Aquel terrorista musical había venido a entregar un mensaje de justicia y venganza a la vez. Estaba enfadado mientras tocaba, enfadado con el mundo. Afilaba su violín con el arco como quien prepara la espada para una batalla en la que no puede quedar ninguna cabeza sobre ningún hombro. Ni la suya propia, puesto que el también se estaba inmolando allí... abriendo en canal sus entrañas y desparramándolas por el suelo del vagón. A algún pudoroso quizá le escandalizaría que la sangre roja de su alma vaciada le salpicara su cara gris y monótona ¡Tanto mejor!

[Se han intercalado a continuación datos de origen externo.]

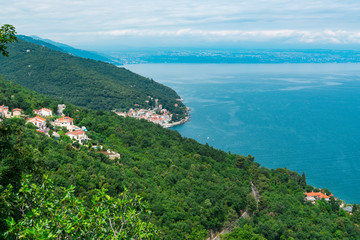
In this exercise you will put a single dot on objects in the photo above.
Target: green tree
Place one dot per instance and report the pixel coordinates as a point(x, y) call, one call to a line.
point(45, 215)
point(7, 35)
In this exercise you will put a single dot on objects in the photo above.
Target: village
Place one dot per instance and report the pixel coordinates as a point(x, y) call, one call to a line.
point(44, 123)
point(322, 195)
point(157, 115)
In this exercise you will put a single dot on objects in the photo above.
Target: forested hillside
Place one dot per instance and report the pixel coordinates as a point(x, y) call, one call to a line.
point(84, 82)
point(192, 189)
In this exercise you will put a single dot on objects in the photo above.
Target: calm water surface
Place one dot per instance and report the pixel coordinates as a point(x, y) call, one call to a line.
point(305, 117)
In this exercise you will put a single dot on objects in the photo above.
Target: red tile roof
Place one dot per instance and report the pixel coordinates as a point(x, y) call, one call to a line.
point(37, 118)
point(77, 132)
point(316, 194)
point(65, 119)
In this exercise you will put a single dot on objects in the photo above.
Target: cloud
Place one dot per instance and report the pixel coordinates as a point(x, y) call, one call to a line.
point(302, 36)
point(76, 21)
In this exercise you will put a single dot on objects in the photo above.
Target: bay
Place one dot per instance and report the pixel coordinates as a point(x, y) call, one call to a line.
point(305, 117)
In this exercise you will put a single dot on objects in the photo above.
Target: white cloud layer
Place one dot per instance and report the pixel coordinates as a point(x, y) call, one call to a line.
point(87, 22)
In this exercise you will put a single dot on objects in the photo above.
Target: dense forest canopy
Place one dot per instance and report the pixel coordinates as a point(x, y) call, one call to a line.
point(84, 82)
point(192, 189)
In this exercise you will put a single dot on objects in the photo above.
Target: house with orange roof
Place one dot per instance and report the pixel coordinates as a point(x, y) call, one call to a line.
point(4, 112)
point(64, 122)
point(44, 112)
point(78, 135)
point(17, 112)
point(317, 195)
point(38, 122)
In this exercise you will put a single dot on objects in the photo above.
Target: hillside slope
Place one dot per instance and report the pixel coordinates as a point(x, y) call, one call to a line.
point(193, 189)
point(84, 82)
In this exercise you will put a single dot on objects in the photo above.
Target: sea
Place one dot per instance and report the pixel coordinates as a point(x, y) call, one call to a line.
point(304, 117)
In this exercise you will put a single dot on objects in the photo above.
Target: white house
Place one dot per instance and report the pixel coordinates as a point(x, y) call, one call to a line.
point(4, 112)
point(17, 112)
point(44, 112)
point(64, 122)
point(78, 135)
point(38, 122)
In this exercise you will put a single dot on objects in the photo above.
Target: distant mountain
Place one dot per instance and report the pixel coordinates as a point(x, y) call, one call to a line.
point(70, 50)
point(94, 84)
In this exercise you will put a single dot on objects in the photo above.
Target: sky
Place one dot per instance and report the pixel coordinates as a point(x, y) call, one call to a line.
point(117, 24)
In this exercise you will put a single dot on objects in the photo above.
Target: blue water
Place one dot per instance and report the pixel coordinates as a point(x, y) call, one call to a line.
point(305, 117)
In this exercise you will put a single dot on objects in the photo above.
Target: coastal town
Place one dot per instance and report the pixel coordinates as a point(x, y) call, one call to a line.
point(157, 115)
point(322, 194)
point(51, 124)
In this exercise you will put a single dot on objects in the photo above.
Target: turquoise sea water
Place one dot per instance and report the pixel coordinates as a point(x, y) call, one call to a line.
point(305, 117)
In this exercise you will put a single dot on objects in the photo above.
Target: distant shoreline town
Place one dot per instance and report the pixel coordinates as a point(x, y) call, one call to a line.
point(157, 115)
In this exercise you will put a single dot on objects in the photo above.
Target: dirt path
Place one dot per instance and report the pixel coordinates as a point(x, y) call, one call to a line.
point(216, 236)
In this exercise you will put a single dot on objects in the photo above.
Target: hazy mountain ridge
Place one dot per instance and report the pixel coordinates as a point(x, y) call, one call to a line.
point(68, 49)
point(85, 82)
point(237, 56)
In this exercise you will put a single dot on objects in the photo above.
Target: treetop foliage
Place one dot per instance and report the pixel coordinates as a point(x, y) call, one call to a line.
point(7, 35)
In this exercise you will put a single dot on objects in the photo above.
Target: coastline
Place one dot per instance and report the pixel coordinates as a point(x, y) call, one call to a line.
point(182, 121)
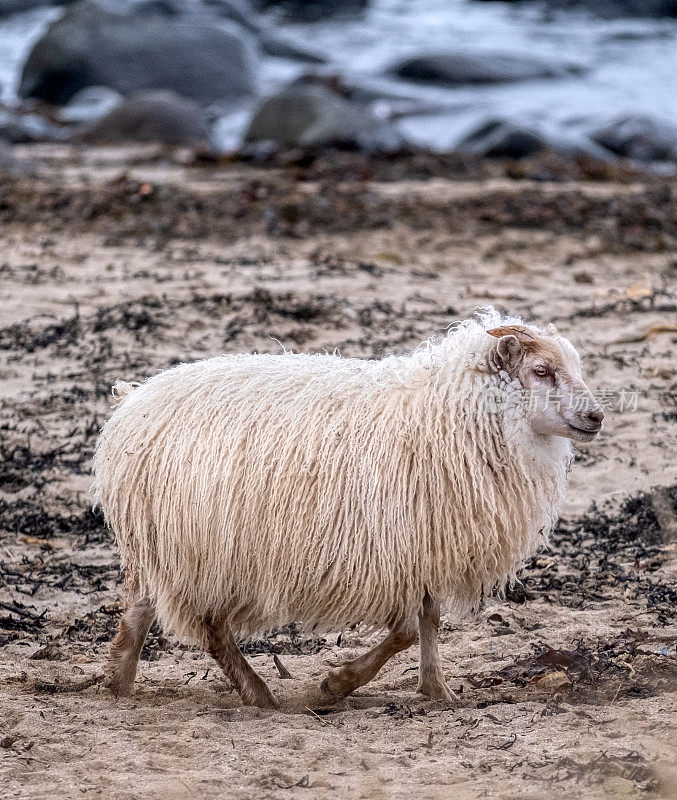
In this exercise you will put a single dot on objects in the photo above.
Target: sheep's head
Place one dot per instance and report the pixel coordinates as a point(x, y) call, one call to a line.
point(549, 368)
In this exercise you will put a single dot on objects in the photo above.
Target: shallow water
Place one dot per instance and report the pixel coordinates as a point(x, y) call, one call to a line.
point(629, 64)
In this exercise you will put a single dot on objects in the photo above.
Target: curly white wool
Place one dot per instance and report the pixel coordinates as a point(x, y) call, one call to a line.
point(325, 490)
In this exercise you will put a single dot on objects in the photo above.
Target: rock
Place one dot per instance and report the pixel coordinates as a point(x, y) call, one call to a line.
point(315, 10)
point(26, 128)
point(193, 54)
point(311, 112)
point(504, 138)
point(556, 681)
point(161, 117)
point(277, 44)
point(459, 68)
point(639, 137)
point(89, 104)
point(616, 8)
point(236, 10)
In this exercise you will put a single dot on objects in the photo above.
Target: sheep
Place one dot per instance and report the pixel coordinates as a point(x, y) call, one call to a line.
point(249, 491)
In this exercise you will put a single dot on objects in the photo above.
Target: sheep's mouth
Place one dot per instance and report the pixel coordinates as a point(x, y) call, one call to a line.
point(585, 434)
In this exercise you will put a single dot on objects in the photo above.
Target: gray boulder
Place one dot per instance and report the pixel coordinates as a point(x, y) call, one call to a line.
point(504, 138)
point(146, 48)
point(161, 117)
point(459, 68)
point(16, 128)
point(309, 113)
point(316, 10)
point(89, 104)
point(9, 7)
point(639, 137)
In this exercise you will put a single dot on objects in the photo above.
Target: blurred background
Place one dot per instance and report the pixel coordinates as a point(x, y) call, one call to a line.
point(594, 79)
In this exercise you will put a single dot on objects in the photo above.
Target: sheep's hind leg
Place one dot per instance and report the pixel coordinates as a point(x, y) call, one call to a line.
point(222, 647)
point(127, 645)
point(361, 670)
point(431, 680)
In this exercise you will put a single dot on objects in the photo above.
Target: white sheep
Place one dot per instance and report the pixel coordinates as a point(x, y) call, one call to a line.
point(249, 491)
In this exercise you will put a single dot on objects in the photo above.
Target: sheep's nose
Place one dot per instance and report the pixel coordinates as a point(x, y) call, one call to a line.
point(596, 416)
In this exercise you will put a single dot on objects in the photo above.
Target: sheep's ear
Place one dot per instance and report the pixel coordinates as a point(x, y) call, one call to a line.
point(508, 346)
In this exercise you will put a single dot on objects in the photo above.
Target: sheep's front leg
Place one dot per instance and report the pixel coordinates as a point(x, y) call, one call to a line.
point(127, 645)
point(222, 647)
point(361, 670)
point(431, 680)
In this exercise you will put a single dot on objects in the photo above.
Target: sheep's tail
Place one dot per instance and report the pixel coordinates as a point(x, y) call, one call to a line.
point(121, 390)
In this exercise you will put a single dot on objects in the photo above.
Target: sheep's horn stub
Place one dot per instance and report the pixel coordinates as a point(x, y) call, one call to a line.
point(522, 333)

El violinista tocaba tan bien que se ganó la atención de todo el metro, y cuando acabó la masacre, nosotros, las víctimas para siempre malheridas, arrancamos a aplaudir. Pero Él seguía con su rostro serio y enfadado. Indignado ante nuestra estupidez y enfadado con el mundo en el que vivíamos. No parecía contento con aquellos aplausos. Nosotros éramos culpables de todo aquello, claro que sí. Cómplices del verdadero acto terrorista.... El haber permitido y alentado que el mundo se hubiera convertido en aquel metro, aquel aire viciado, aquella luz de fluorescente, aquella vida de infelicidad, aquella muerte....Todo, todo aquello era el motivo del ataque. Quizá por eso aplaudíamos. Porque en el fondo sabíamos que todo era cierto en aquella melodía tan rabiosa, sin haber pronunciado ni una palabra. Aquel maldito hijodeputa guardó su arma y se marchó, dejándonos allí dentro destrozados, y recordándonos que el mundo seguía siendo un lugar demasiado feo... Los aplausos no eran suficiente. Nunca serían suficiente. Hasta que el vagón entero, hasta que la ciudad, el mundo al completo no se detuviera para escuchar la puta música que estaba allí mismo, ante nuestras narices, y siempre nos negábamos a disfrutar.... Hasta que la música fuera nuestra melodía, y no la nota discordante de una vida lllena de ruidos y silencios.